Mamata Banerjee’s cunning strategy
But being a street-smart politician, Mamata has carved out a strategy that combines an uncivilized mode of ruthless suppression of protests within Bengal on the one hand, with the projection of a civilized and sophisticated image of herself on the national parliamentary scene on the other. She has therefore nominated to the Rajya Sabha some intellectually well-equipped and articulate figures like Derek O’Brien, the ex-bureaucrat Jawahar Sirkar, and out-spoken women like Mohua Moitra and Sagarika Ghosh. They are eloquent in participating in debates by attacking Modi and his policies. But at the same time, they remain cringingly obedient to her. It is not surprising that they remained silent immediately after the public news report of the R.G. Kar incident. It was only after four days or so, following Mamata Banerjee’s public statement condemning the heinous act, that the Trinamul Congress MPs Mohua Moitra, Sushmita Dev, Sagarika Ghosh and others began to tweet their statements that echoed their leader’s statement.

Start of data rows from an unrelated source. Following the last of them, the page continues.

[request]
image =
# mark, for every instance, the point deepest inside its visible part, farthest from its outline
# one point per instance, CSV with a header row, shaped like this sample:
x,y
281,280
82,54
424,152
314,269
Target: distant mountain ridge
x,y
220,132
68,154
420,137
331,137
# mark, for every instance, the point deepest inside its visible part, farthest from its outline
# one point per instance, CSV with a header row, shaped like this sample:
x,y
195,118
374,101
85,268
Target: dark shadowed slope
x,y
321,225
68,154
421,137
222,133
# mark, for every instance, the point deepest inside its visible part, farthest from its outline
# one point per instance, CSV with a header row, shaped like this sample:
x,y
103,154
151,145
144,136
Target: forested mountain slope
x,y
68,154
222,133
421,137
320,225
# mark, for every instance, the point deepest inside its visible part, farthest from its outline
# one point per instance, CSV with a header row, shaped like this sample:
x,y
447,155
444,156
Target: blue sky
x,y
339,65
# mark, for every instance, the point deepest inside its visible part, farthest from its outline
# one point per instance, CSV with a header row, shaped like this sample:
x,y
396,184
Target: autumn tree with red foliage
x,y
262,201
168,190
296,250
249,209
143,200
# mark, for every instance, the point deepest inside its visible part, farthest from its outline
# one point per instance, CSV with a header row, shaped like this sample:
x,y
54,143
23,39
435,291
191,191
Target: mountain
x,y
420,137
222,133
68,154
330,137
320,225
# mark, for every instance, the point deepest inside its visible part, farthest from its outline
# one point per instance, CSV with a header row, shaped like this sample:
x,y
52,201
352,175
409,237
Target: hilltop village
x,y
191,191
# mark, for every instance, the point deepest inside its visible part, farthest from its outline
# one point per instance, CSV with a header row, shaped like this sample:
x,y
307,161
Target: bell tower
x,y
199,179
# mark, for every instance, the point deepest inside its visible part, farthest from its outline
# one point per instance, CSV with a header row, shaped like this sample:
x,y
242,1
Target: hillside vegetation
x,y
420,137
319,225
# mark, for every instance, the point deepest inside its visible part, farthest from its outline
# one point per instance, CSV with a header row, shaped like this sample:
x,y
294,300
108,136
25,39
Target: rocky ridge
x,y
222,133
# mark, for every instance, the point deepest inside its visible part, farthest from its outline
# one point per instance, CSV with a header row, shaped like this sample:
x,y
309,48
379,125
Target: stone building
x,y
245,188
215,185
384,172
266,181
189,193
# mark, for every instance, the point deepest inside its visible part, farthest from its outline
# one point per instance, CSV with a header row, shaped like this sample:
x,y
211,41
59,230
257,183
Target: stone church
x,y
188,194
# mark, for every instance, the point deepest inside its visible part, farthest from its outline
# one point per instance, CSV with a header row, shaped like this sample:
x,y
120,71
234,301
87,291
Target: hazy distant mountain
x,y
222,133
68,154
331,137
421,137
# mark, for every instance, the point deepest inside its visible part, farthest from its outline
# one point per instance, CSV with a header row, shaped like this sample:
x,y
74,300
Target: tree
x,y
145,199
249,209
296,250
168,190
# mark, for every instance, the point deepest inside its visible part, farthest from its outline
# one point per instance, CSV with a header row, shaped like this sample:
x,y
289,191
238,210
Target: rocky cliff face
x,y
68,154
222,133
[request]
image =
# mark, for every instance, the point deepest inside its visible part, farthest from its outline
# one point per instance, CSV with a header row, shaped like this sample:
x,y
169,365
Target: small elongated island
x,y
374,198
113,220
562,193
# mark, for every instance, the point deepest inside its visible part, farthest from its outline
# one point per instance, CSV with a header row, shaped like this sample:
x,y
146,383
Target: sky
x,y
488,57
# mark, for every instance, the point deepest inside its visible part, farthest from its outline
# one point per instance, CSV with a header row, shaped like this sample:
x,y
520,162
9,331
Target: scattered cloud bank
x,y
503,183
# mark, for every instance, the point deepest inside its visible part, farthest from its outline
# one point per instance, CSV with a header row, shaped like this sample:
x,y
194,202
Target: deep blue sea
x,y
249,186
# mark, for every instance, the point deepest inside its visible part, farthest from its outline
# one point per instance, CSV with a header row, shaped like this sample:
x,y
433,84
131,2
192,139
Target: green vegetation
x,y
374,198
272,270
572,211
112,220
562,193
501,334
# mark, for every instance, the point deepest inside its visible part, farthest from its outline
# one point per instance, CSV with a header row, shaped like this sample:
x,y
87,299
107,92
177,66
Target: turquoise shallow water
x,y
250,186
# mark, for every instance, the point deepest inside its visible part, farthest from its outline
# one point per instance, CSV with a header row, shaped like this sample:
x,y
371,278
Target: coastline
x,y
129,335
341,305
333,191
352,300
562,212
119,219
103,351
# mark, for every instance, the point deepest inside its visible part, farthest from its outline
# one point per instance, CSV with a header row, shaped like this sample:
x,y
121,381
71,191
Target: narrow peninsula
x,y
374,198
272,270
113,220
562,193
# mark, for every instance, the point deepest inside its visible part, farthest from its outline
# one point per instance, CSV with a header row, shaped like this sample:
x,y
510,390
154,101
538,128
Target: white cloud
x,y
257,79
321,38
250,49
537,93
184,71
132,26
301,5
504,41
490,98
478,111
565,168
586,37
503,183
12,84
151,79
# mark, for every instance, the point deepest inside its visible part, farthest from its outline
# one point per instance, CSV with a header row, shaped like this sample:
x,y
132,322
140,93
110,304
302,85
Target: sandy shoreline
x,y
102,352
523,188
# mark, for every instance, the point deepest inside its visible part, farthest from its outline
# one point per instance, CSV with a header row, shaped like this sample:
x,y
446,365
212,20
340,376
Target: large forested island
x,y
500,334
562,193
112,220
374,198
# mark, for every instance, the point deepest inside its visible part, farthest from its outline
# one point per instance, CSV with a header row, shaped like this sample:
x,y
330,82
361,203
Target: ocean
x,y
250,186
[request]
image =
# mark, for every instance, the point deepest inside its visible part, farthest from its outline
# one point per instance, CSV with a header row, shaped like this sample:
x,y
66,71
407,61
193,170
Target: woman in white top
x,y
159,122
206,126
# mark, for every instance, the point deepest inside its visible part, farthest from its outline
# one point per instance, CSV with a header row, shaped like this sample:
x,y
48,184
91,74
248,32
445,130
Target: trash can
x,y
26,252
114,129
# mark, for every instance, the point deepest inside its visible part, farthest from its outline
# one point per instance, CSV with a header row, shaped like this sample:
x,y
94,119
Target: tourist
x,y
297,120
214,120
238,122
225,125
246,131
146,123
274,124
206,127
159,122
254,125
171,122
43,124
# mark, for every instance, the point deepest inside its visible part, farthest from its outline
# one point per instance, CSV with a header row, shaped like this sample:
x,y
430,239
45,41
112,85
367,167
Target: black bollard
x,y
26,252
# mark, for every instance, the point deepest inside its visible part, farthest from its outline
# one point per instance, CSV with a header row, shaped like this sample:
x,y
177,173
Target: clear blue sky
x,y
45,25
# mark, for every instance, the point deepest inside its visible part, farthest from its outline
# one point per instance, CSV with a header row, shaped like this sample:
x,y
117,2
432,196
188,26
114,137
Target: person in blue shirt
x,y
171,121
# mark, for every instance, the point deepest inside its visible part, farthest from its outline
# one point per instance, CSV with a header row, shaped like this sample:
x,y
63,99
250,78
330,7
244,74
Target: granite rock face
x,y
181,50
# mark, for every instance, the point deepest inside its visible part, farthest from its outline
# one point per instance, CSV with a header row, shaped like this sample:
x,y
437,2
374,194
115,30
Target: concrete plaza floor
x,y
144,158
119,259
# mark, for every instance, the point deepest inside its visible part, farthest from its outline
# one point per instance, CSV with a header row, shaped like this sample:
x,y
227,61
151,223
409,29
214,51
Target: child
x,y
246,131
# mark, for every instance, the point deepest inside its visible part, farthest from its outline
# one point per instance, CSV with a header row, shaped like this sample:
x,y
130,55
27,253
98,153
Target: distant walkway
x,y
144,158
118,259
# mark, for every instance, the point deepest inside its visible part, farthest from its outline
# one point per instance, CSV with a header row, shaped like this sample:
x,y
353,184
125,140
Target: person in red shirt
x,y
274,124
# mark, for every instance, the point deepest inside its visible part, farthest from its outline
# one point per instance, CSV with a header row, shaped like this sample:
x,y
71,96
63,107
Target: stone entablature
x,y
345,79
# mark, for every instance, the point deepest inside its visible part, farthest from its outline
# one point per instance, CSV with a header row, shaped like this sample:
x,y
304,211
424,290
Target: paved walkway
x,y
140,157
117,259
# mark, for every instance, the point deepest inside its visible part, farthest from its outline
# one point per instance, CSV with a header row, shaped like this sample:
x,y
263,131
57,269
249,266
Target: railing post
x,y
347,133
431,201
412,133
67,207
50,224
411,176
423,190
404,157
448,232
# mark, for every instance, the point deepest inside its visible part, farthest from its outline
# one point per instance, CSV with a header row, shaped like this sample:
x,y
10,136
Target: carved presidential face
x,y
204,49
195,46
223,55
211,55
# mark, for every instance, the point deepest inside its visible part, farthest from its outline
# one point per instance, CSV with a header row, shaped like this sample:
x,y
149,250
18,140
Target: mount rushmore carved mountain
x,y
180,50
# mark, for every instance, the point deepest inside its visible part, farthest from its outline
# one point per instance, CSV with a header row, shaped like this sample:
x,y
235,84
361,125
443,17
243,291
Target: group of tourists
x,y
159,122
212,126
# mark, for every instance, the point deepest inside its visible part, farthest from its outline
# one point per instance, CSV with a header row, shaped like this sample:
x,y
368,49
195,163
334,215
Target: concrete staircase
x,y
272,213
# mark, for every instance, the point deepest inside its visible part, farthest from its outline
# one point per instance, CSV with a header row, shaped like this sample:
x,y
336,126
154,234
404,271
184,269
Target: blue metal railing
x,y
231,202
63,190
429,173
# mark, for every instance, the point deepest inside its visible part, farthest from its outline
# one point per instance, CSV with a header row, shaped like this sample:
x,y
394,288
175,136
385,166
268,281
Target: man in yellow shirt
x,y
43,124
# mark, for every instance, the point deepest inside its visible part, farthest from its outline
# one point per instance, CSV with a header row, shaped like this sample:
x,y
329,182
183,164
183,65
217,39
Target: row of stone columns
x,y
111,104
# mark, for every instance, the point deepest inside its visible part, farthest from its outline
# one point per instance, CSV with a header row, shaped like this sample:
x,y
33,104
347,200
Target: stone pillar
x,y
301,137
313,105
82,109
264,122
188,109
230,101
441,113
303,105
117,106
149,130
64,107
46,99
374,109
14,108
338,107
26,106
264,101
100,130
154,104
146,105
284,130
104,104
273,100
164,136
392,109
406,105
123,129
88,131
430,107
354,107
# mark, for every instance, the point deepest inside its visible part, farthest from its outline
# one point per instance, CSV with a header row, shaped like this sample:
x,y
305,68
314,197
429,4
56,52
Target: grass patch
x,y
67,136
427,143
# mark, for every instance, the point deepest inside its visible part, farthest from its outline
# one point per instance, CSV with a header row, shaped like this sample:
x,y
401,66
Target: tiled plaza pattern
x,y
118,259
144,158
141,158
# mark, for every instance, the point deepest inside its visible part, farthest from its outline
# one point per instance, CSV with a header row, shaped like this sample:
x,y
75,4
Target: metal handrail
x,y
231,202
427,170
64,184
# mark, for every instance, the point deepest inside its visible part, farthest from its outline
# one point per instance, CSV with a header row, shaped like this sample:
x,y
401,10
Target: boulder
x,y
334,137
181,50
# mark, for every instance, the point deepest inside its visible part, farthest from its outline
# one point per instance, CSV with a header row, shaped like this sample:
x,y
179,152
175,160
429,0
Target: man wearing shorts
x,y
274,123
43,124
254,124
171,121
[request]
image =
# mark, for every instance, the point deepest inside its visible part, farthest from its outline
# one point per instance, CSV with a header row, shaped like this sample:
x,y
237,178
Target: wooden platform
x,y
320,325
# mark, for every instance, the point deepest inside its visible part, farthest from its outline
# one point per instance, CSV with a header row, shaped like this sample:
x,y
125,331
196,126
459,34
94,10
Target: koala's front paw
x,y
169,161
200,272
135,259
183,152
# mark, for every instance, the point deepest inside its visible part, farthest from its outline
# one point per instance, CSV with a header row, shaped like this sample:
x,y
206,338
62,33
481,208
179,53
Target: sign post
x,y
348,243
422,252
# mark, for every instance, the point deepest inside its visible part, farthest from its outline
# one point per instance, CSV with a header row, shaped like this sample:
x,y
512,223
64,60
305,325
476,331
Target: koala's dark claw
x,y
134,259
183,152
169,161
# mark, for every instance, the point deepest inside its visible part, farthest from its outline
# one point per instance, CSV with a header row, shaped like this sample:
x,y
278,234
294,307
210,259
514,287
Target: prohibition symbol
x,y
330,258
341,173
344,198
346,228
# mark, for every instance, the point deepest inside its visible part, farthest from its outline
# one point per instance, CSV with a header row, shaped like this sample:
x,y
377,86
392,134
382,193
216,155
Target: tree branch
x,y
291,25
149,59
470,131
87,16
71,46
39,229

But how long can this dual strategy of repression at home in Bengal and public stance of democratic behavior through her spokespersons in the Rajya Sabha sustain her rule ? The people, disenchanted with her, are coming out in protest in the streets, blaming her for the latest incident of rape and murder. In order to counter them, Mamata in a hypocritical move, organized a demonstration of her followers in Kolkata demanding the hanging of the culprit Sanjoy Roy, covering up the fact that this person was recruited by her own government as a civic police volunteer. But such demonstrative acts of hers are not cutting ice any more with the common people. They are getting antagonized by her arbitrary and authoritarian actions, like the recent bulldozing of some 2,500 homes and casting 16,000 people into streets – all in the name of development (Re: The Wire. August 16, 2024)
Searching for an alternative
With this growing popular disenchantment with the Mamata regime and frequent outbursts of public anger, it is yet to be seen which alternative political party will lead them to overthrow her government at the next assembly elections due in 2026. There is the alarming sign of the BJP jumping into the scene taking advantage of the anti-Mamata popular sentiments. It is up to the INDIA alliance of Opposition parties (of which Mamata’s Trinamul Congress is also a part – but from which Mamata had distanced herself on several occasions) to launch a popular movement with the aim of dislodging her from power. Instead of maintaining an uneasy alliance with the Trinamul Congress, and remaining silent about her misdeeds, the INDIA block should dump her and come out in open confrontation with her by leading a mass movement against her. It is only in this way it can pre-empt the BJP from usurping the leadership of any popular anti-Mamata demonstration in Bengal.
Let me end this article by making an appeal to the courageous Trinamul Congress members of the Rajya Sabha, who had been playing a major role in exposing the misdeeds of the Modi government and protesting against every anti-people measure taken by it on the floors of the house. Will they rethink the continuation of their association with Mamata Banerjee’s party, in view of the latest shameful incident perpetrated by a recruit of her semi-official outfit, and her efforts to whitewash the crime ? My special appeal to my friend, MP Jawahar Sirkar and the women MPs Mohua Moitra and Sagarika Ghosh in particular – please dissociate yourselves from this party led by a godmother of ruffians and racketeers.
Sumanta Banerjee is a political commentator and writer, is the author of In The Wake of Naxalbari’ (1980 and 2008); The Parlour and the Streets: Elite and Popular Culture in Nineteenth Century Calcutta (1989) and ‘Memoirs of Roads: Calcutta from Colonial Urbanization to Global Modernization.’ (2016).